A Peste Negra na Europa do Século XIV

(Artigo principal consultado para essa postagem: A pandemia de Peste Negra no século XIV, por Amiraldo M. Gusmão Jr.)

 

Foi possivelmente em 1347 que o primeiro barco infectado jogou sua âncora no porto de Messina, na ilha italiana da Sicília. Alguns marinheiros já haviam sido lançados ao mar, corroídos pela praga, outros desceram cambaleantes e exaustos, dando o passo inicial para o terror que se instalaria entre os europeus.  Um historiador da época escreveu:

“No começo de Outubro, no ano 1347 da encarnação do Filho de Deus, doze galeões Genoveses que estavam fugindo da vingança de nosso Nosso Senhor, vingança essa lançada contra seus feitos nefastos, entraram no porto de Messina. Em seus ossos traziam tão virulenta doença que qualquer um que tão somente falasse com eles enfrentaria seus sintomas mortais e logo sucumbiria sem esperanças de evitar a morte. A infecção se espalhou para todos que tiveram intercurso com os doentes. Os infectados se sentiam penetrados por uma dor que se fazia sentir por todo o corpo e, por assim dizer, indeterminada. Então desenvolviam em suas virilhas e em seus braços bolhas pustulentas. Estas infectavam o corpo inteiro e penetravam tão profundamente que o paciente ficava vomitando sangue violentamente. Esses vômitos de sangue se seguiam sem pausa por um período de três dias, sem haver como curá-lo, e então o paciente expirava. Mas não só aqueles que tinham intercurso com eles morriam, mas também aqueles que haviam tocado neles ou em qualquer uma de suas coisas.”

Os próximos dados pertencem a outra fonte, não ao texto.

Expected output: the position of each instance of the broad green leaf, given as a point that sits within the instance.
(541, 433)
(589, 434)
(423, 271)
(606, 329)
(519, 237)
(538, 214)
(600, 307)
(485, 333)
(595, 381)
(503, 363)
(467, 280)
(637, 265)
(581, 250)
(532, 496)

Tenho para comigo que certos eventos de natureza excepcional, como uma guerra, só podem ser inteiramente compreendidos em seu impacto psicológico pelas mentes que o vivenciam.

Pior ainda para quem se interessa em analisá-los quando esses eventos ocorrem numa sociedade e numa época muito longínquas, nas quais as mentes envolvidas trabalhavam e absorviam os fenômenos do mundo de maneira diversa.

Eu gostaria de começar falando logo sobre os efeitos transformadores que a pandemia causou na sociedade medieval, mas seria inútil sem antes tentarmos ver como funcionava essa sociedade, por mais precárias que sejam as informações contidas numa simples postagem de blog.

Limitações à parte, espero que aos interessados seja dada pelo menos uma motivação a estudar o tema mais aprofundadamente.

O estudo da peste negra na Europa medieval foi algo que me absorveu quase à beira da obsessão quando tive que fazer um trabalho parecido para a faculdade, e tomei conhecimento do tema. Não sei quanto a vocês, mas nunca havia estudado isso na escola. É incrível o quanto nossos livros didáticos do ensino fundamental e médio dão pouca importância a um dos maiores eventos formadores do pensamento ocidental.

HISTÓRICO:

Sabemos hoje que a peste foi quase certamente disseminada pelos mongóis, que criaram um grande império no final do século XIII. Avançando por imensos territórios, levaram consigo também os vetores da doença. Teriam sido eles que, após a sua conquista do território chinês, foram infectados ao sul das montanhas Himalaias, já que essa região alberga até os dias atuais um dos mais antigos reservatórios de roedores infectados endemicamente.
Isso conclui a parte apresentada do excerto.